[Python-Dev] RE: Program very slow to finish

Tim Peters tim.one@home.com
Mon, 5 Nov 2001 20:56:15 -0500


Speed freaks should look up this thread on c.l.py; also a related SF bug
report I recently closed as "Won't Fix".

Roeland Rengelink set up a simple test that builds increasingly large dicts,
timing the per-item creation and destruction times.  This was in response to
another poster who bumped into the "geez, my program seems to take *forever*
to exit" annoyance, where final decref'ing of many objects *can* take hours
to complete (normally people only notice this at program exit, but it can
happen whenever a large number of objects get freed).

Roeland found the creation time per dict element on his Linux system was
pretty steady, but destruction time per element grew disturbingly with dict
size.  I found the same on Win98SE, but the degeneration in destruction time
per element was milder than on his Linux test.

I fiddled dict deallocation on my box to do everything *except* call free()
when a refcount hit zero (the dict contained only string objects, so free()
was the only thing left out -- strings have a trivial destructor).  So the
memory leaked, but per-element destruction time no longer increased with
dict size, i.e. "the problem" on my box was entirely due to MS free()
behavior.

I suggested to Roeland that he try rebuilding his Python with PyMalloc
enabled, just to see what would happen.  This is what happened (time is
average microseconds per dict entry, as computed from time.time() deltas
captured across whole-dict operations):

> Well, aint that nice
>
> 2.2b1 --with-pymaloc
>
> size:   10000, creation: 29.94, destruction:  0.61
> size:   20000, creation: 30.10, destruction:  0.64
> size:   50000, creation: 30.73, destruction:  0.71
> size:  100000, creation: 30.72, destruction:  0.68
> size:  200000, creation: 30.95, destruction:  0.69
> size:  500000, creation: 30.62, destruction:  0.67
> size: 1000000, creation: 30.71, destruction:  0.68
>
> malloc is faster too ;)

This is what he saw earlier, using his platform malloc/free:

> All times in micro-seconds per item.
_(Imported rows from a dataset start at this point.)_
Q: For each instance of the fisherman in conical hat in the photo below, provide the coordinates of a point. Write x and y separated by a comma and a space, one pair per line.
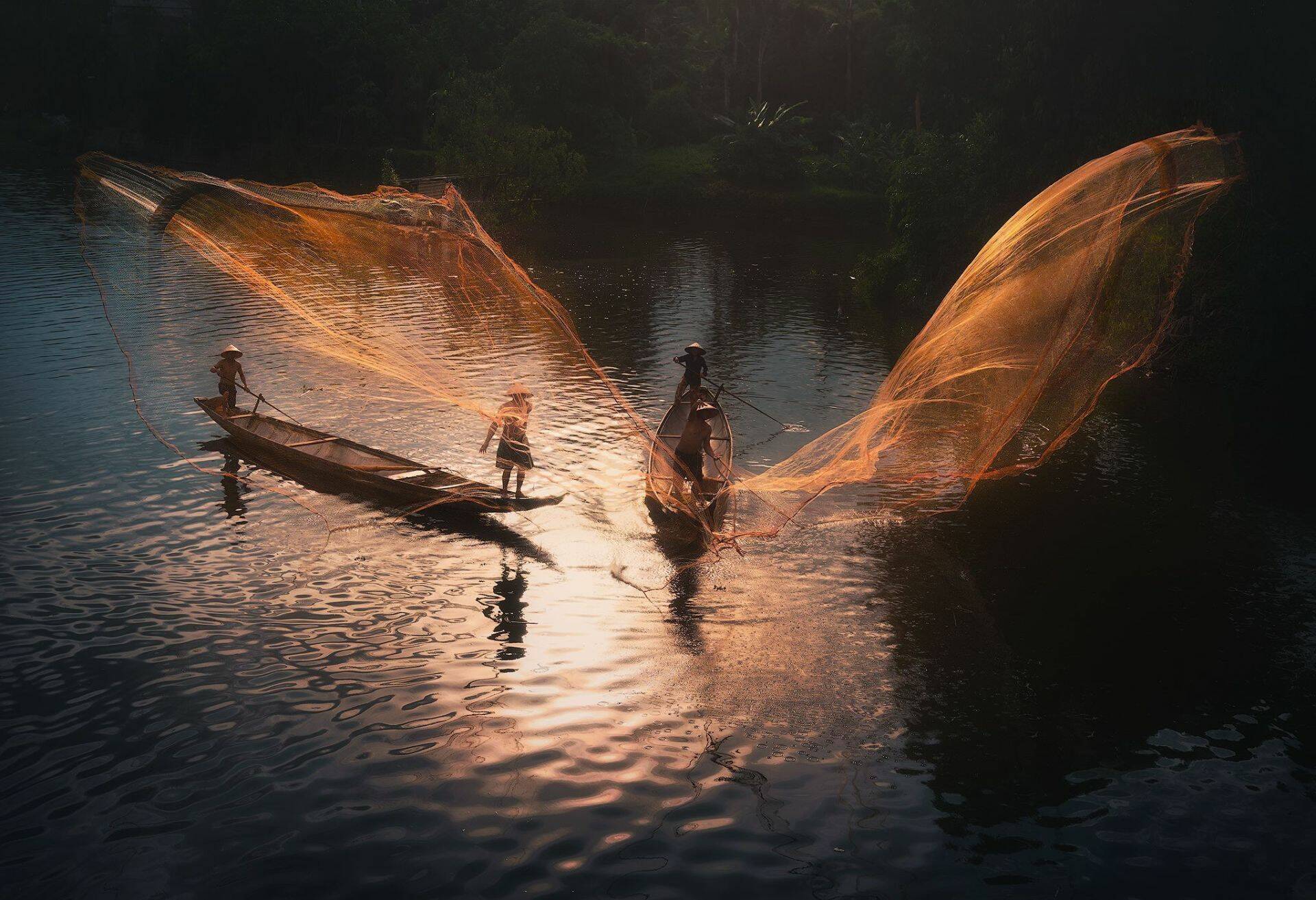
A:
230, 370
695, 441
513, 446
696, 369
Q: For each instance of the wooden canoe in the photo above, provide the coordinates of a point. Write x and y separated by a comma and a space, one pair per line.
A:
357, 469
669, 491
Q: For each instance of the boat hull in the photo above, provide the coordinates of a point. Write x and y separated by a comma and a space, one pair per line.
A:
450, 495
666, 490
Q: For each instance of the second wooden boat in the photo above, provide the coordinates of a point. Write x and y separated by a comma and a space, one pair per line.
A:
358, 469
672, 498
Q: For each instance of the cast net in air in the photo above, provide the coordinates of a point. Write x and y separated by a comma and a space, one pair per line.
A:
1073, 291
400, 300
391, 317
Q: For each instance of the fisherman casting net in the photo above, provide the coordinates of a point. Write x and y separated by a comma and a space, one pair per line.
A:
404, 300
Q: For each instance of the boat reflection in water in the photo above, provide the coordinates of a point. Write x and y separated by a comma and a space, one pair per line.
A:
234, 489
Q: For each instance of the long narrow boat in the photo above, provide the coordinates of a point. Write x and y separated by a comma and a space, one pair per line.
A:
669, 491
358, 469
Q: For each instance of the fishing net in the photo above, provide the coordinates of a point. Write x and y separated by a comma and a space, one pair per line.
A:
402, 302
398, 304
1073, 291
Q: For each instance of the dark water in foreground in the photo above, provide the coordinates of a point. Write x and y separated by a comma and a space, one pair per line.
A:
1093, 682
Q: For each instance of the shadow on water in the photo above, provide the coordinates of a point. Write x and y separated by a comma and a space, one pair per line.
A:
1047, 653
509, 611
474, 526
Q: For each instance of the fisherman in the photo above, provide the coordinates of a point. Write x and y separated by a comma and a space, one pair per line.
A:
230, 370
695, 441
696, 369
513, 448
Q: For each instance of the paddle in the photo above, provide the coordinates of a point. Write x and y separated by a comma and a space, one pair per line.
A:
789, 426
261, 396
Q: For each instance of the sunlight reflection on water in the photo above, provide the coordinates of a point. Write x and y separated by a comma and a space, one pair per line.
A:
1086, 679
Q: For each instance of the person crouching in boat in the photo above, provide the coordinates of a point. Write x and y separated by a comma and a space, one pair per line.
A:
513, 446
696, 370
230, 370
695, 441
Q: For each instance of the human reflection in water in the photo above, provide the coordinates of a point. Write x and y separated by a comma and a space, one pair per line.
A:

For the code see end of this post.
> (Linux 2.2.14, 128M RAM, Cel 333 MHz)
>
> size:   10000, creation: 31.00, destruction:  1.49
> size:   20000, creation: 31.10, destruction:  1.57
> size:   50000, creation: 32.77, destruction:  1.76
> size:  100000, creation: 32.00, destruction:  1.92
> size:  200000, creation: 32.59, destruction:  2.38
> size:  500000, creation: 32.12, destruction:  4.35
> size: 1000000, creation: 32.25, destruction: 10.47

Can any Python-Dev'er make time to dig into the advisability of making
PyMalloc the default?  I only took time for this because I'm out sick today,
and was looking for something mindless to occupy my fevered thoughts; alas,
it paid off <wink>.  I recall there are still thread issues wrt PyMalloc,
and there *were* some reports that PyMalloc was slower on some platforms.
Against that, I'm the guy who usually gets stuck trying to explain the
inexplicable, and malloc/free performance are so critical to Python
performance that it's always been "a problem" that we have no idea how
system malloc/free behave across platforms (although I suppose it's "a
feature" that I know how to crash Win9X by provoking problems with its
malloc <wink>).  I can't make time for it in the 2.2 timeframe, though.

factors-of-2-to-15-are-worth-a-little-effort-if-they're-real-ly
    y'rs  - tim